The report also stated that the state aid financed an average of 37.4 percent of school budgets statewide in 2002. However, state aid funded only 16.6 percent of school budgets in Nassau County in 2002.
"The amount of money we send up to Albany versus what we get back is puzzling to many of us. When people think we are high wealth, we have the same bills that everyone in the state has and they just don't seem to take that into account," said Superintendent of Schools for the Franklin Square School District Dr. Tom Dolan.
While some have suggested Nassau County should be getting a greater share of state aid to fund its budgets, getting an increase in state aid while New York is in a budget crisis is hardly unlikely. In fact, school districts and school boards across Long Island would gladly accept the same state aid they received for the 2008-2009 school year, as some school districts are preparing for a decrease in state aid, according to the executive state budget proposal.
According to Superintendent of Schools for the Sewanhaka Central High School District Warren Meierdiercks, the Sewanhaka Central High School District is looking at having its state aid cut by close to $4 million.
However, Meierdiercks said he is hopeful that the state aid will be restored through the federal stimulus package. "We're hopeful we're going to get our aid reinstated," he said. "Until we get the official word, we have to go with what we've being told. We're cautiously optimistic," he said.
According to Dr. Dolan, the Franklin Square School District, under the executive budget proposal for the state, would receive about $565,000 less than it received for 2008-2009. That amounts to almost a 2 percent increase in the tax levy, which is the amount of the budget to be raised by tax dollars. "It's starting in the hole before we even put the pencil to the paper," said Dr. Dolan about putting together the school budget for Franklin Square for the 2009-2010 school year.
Like Meierdiercks, Dr. Dolan remains hopeful that the state aid would be restored to Long Island school districts with the federal stimulus money. "It would, I believe, be the right thing to do. I believe it was the intention of the stimulus package and I encourage the governor to allocate the money in the way he described. We haven't received official word yet. We're anxious to hear that," he said.
According to a published report, Governor Paterson has said that all education funding will be restored to the level it was in 2008-2009, meaning schools will have more revenue than original thought when the executive budget proposal was released.
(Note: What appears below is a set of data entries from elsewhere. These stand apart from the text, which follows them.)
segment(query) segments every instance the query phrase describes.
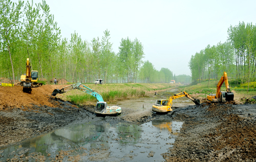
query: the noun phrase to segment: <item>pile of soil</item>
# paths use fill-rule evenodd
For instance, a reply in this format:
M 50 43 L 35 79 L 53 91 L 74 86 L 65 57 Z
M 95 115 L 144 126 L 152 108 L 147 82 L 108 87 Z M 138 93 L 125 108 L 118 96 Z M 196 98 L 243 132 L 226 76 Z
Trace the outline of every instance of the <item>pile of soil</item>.
M 0 111 L 15 107 L 27 109 L 33 105 L 56 107 L 50 99 L 55 89 L 61 89 L 61 85 L 42 85 L 32 88 L 31 93 L 23 92 L 22 86 L 0 87 Z M 50 99 L 50 100 L 49 100 Z
M 24 93 L 22 87 L 0 87 L 0 148 L 73 121 L 98 120 L 92 113 L 94 105 L 78 107 L 51 96 L 53 90 L 62 88 L 43 85 L 30 94 Z M 150 113 L 151 103 L 143 104 L 143 109 L 122 109 L 121 116 L 107 117 L 105 121 L 183 122 L 174 146 L 162 154 L 167 161 L 256 161 L 256 104 L 203 103 L 156 115 Z

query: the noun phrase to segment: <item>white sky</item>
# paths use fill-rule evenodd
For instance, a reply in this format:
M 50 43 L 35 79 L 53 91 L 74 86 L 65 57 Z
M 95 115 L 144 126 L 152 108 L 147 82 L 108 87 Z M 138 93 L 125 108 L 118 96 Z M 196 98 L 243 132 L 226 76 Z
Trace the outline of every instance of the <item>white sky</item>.
M 117 53 L 122 38 L 137 37 L 144 46 L 144 61 L 148 60 L 158 70 L 167 68 L 176 75 L 190 75 L 191 56 L 208 44 L 226 41 L 230 25 L 256 22 L 254 0 L 46 0 L 46 3 L 62 38 L 69 40 L 75 31 L 91 42 L 93 38 L 101 39 L 108 29 Z

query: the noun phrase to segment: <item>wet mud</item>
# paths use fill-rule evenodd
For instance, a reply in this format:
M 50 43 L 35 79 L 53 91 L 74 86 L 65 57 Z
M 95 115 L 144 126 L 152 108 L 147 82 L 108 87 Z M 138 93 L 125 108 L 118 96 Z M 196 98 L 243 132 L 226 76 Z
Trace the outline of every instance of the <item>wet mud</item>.
M 177 91 L 120 101 L 117 116 L 55 97 L 44 105 L 3 101 L 0 161 L 256 160 L 255 104 L 195 105 L 182 97 L 171 113 L 151 112 L 156 100 Z

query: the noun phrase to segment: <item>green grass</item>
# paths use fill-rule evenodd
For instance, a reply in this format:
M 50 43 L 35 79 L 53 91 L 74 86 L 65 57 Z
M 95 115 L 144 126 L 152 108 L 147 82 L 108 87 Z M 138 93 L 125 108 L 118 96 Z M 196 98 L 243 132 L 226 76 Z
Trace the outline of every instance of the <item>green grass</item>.
M 86 86 L 100 94 L 104 101 L 114 103 L 118 100 L 146 96 L 148 93 L 154 93 L 156 91 L 167 89 L 175 86 L 170 85 L 169 84 L 125 84 Z M 62 96 L 66 98 L 66 99 L 62 99 L 78 104 L 93 104 L 97 101 L 93 96 L 79 90 L 69 91 L 63 94 Z

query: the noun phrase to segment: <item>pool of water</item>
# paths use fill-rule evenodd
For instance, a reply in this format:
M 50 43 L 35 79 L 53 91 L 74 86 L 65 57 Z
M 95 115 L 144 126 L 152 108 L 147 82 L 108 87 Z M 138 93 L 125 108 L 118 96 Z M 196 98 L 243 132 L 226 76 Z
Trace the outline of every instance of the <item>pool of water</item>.
M 1 149 L 0 161 L 162 161 L 161 154 L 173 146 L 182 124 L 170 120 L 114 125 L 81 121 Z

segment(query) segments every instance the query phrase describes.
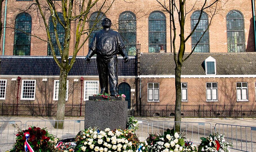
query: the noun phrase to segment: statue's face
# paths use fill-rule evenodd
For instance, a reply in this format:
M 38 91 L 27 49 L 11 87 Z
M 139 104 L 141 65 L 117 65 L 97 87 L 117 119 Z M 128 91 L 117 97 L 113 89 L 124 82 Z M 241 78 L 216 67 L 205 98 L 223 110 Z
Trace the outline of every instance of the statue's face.
M 109 19 L 104 19 L 102 22 L 102 26 L 106 28 L 109 28 L 111 26 L 111 21 Z

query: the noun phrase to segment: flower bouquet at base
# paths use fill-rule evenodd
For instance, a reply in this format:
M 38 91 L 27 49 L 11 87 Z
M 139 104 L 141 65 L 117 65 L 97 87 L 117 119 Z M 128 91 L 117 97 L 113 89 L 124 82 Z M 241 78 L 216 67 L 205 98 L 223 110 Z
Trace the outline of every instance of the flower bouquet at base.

Dr. Dolan said that in the Franklin Square School District, any additional school aid would be used to reduce the tax levy.
Elmont Superintendent of Schools Al Harper said an increase in state aid above what was originally presented in the governor's initial budget would be a huge boost to the Elmont School District, which was expected to be cut $1.7 million in state aid.
"It [restoring aid to the 2008-2009 level] would be a tremendous help to the school district and we would be able to be as fiscally responsible to the community as we possible could," said Harper.